Nexus Marketing Ltd Standard Terms & Conditions for data purchase

The following Terms and Conditions shall apply to the Order and cannot be varied unless otherwise agreed in writing.

Details of the List, Fees and Delivery method of the List are detailed on the invoice.

1. Conditions for Use of List

The Client shall undertake to comply with the following conditions:

(i) Submit to Nexus Marketing Ltd a copy of the Client Material intended for the Mailing, for approval, prior to delivery of the List.
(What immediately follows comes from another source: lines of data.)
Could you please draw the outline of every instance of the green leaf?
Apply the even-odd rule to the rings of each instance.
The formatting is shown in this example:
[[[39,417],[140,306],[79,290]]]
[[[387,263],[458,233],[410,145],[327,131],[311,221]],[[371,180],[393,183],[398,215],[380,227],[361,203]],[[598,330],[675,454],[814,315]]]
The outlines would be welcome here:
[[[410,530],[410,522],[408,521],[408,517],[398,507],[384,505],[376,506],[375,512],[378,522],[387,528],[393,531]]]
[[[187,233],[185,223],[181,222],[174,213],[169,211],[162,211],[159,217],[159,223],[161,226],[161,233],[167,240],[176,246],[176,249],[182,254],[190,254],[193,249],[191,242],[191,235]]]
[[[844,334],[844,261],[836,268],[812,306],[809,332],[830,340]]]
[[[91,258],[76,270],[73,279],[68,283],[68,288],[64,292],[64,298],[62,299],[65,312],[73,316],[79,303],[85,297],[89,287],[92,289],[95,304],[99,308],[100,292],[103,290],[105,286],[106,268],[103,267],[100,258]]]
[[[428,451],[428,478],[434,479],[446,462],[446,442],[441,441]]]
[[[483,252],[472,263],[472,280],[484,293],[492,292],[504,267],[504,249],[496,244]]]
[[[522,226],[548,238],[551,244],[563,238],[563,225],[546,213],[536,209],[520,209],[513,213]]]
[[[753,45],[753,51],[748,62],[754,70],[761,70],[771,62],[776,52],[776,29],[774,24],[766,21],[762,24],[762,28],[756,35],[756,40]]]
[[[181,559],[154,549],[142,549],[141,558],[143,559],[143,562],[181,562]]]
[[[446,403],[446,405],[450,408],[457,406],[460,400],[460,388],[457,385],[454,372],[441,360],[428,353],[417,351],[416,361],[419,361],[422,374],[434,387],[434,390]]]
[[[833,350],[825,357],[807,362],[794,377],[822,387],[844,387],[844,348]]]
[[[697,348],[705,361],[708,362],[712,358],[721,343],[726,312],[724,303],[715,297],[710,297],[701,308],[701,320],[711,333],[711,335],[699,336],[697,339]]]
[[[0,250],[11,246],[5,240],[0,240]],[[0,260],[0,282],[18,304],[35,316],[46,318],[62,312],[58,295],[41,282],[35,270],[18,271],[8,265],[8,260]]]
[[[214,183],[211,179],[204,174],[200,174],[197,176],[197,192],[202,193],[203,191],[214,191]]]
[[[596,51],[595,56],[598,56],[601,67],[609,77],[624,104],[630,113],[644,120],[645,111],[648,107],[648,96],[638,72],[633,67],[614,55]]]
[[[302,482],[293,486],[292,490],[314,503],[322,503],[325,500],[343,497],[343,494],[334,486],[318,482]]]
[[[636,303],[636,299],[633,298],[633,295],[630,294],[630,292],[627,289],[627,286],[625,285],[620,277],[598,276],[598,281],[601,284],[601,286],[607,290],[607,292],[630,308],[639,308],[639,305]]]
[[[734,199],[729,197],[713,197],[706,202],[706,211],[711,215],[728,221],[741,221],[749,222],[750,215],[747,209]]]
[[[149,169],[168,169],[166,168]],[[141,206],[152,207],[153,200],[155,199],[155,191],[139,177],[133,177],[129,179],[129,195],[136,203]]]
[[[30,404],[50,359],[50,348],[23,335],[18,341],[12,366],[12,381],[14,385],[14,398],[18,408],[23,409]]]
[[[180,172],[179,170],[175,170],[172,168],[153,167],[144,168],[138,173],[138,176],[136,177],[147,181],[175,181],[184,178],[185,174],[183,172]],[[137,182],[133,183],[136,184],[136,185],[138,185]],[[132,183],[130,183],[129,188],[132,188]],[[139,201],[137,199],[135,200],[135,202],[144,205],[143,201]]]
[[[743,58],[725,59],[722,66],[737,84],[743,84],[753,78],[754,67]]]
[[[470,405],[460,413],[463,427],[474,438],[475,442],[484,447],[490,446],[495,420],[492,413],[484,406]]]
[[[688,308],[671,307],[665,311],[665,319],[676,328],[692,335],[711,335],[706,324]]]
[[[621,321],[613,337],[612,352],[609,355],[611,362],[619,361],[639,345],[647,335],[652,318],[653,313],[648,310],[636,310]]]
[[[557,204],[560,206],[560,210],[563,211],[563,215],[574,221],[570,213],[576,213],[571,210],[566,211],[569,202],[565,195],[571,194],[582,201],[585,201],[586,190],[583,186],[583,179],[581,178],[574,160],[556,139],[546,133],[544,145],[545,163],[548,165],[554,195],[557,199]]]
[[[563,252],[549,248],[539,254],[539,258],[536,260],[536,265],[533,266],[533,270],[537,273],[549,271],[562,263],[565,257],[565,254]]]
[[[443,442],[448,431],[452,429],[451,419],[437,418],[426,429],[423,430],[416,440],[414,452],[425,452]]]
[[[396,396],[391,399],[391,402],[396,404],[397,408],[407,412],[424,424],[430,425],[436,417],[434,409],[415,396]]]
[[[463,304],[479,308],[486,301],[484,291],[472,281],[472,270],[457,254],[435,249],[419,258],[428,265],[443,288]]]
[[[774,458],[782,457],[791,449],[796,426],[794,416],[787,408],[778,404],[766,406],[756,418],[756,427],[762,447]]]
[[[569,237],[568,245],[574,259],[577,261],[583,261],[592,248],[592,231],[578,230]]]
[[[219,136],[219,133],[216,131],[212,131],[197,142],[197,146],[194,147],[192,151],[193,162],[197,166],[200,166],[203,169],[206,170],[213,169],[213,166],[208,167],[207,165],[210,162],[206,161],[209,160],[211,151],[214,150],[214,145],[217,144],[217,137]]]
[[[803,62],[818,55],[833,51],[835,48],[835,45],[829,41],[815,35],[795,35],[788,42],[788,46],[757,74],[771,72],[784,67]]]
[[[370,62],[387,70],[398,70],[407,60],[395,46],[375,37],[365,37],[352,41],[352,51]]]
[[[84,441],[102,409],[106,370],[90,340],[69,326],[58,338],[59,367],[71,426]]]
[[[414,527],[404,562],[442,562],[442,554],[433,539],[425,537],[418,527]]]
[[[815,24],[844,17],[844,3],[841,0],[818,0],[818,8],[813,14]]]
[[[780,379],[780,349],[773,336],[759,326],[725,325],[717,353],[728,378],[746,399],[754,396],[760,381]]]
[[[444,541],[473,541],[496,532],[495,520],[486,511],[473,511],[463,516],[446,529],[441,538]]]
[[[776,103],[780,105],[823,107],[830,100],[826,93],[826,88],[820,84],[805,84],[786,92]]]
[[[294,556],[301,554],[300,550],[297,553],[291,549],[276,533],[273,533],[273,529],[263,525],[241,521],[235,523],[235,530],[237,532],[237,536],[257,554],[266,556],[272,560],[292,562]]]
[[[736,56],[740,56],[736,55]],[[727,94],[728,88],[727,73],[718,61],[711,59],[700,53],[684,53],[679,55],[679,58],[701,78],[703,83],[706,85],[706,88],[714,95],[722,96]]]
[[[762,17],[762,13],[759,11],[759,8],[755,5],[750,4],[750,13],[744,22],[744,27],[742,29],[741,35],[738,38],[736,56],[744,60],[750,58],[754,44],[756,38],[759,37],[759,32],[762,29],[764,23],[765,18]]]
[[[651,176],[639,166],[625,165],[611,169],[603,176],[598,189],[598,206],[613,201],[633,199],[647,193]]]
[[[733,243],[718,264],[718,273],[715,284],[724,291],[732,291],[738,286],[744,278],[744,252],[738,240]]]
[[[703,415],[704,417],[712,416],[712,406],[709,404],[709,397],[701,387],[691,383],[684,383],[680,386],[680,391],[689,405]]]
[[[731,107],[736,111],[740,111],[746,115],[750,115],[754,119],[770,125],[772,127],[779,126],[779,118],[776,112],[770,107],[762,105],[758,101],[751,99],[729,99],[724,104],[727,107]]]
No Client Material shall be included

in the Mailing unless Nexus Marketing Ltd, in its absolute discretion has so approved the Client Material.

(ii) Include in the Mailing only the item(s) which have been approved by

Nexus Marketing Ltd and defined as Client Material in the Agreement and not use the List for any other purpose whatsoever.

(iii) Not make any copies of the List.

(iv) Not use the List, in full or part, for any activities which involve a third

Party, without the prior agreement in writing from Nexus Marketing Ltd.

(v) Ensure that any websites referred to in the Client Material that are

directly linked to the use of the List do not breach any of the above conditions (v)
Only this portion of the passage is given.